Department of Human Genetics, Yokohama City University Graduate School of Medicine, 3-9 Fukuura, Kanazawa-ku, Yokohama, 236-0004, Japan.
Department of Pediatric Neurology, Fukuoka Children's Hospital, Fukuoka, Japan.
Hum Genet. 2022 Nov;141(11):1771-1784. doi: 10.1007/s00439-022-02437-w. Epub 2022 May 3.
Pigmentary mosaicism of the Ito type, also known as hypomelanosis of Ito, is a neurocutaneous syndrome considered to be predominantly caused by somatic chromosomal mosaicism. However, a few monogenic causes of pigmentary mosaicism have been recently reported. Eleven unrelated individuals with pigmentary mosaicism (mostly hypopigmented skin) were recruited for this study. Skin punch biopsies of the probands and trio-based blood samples (from probands and both biological parents) were collected, and genomic DNA was extracted and analyzed by exome sequencing. In all patients, plausible monogenic causes were detected with somatic and germline variants identified in five and six patients, respectively. Among the somatic variants, four patients had MTOR variant (36%) and another had an RHOA variant. De novo germline variants in USP9X, TFE3, and KCNQ5 were detected in two, one, and one patients, respectively. A maternally inherited PHF6 variant was detected in one patient with hyperpigmented skin. Compound heterozygous GTF3C5 variants were highlighted as strong candidates in the remaining patient. Exome sequencing, using patients' blood and skin samples is highly recommended as the first choice for detecting causative genetic variants of pigmentary mosaicism.

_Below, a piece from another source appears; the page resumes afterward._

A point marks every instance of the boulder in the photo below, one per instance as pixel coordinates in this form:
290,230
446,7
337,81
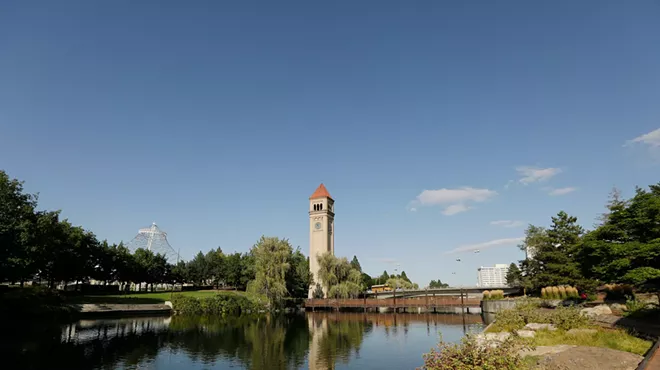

伊藤色素不均型,又称伊藤色素减退症,是一种神经皮肤综合征,被认为主要由体细胞染色体嵌合体引起。然而,最近也有少数单基因引起的色素镶嵌病例报道。本研究招募了 11 名色素镶嵌症(主要为皮肤色素减退)的无关个体。采集先证者的皮肤打孔活检和基于三个人的血液样本(来自先证者及其双亲),提取基因组 DNA 并进行外显子组测序分析。在所有患者中,均发现了可能的单基因原因,分别在 5 名和 6 名患者中发现了体细胞和种系变异。在体细胞变异中,4 名患者携带 MTOR 变异(36%),另一名患者携带 RHOA 变异。在 2 名、1 名和 1 名患者中分别发现了 USP9X、TFE3 和 KCNQ5 的新生种系变异。一名皮肤色素沉着过度的患者携带 PHF6 变异,为母系遗传。在其余一名患者中,GTF3C5 的复合杂合变异被确定为强候选原因。建议使用患者的血液和皮肤样本进行外显子组测序,作为检测色素镶嵌症致病遗传变异的首选方法。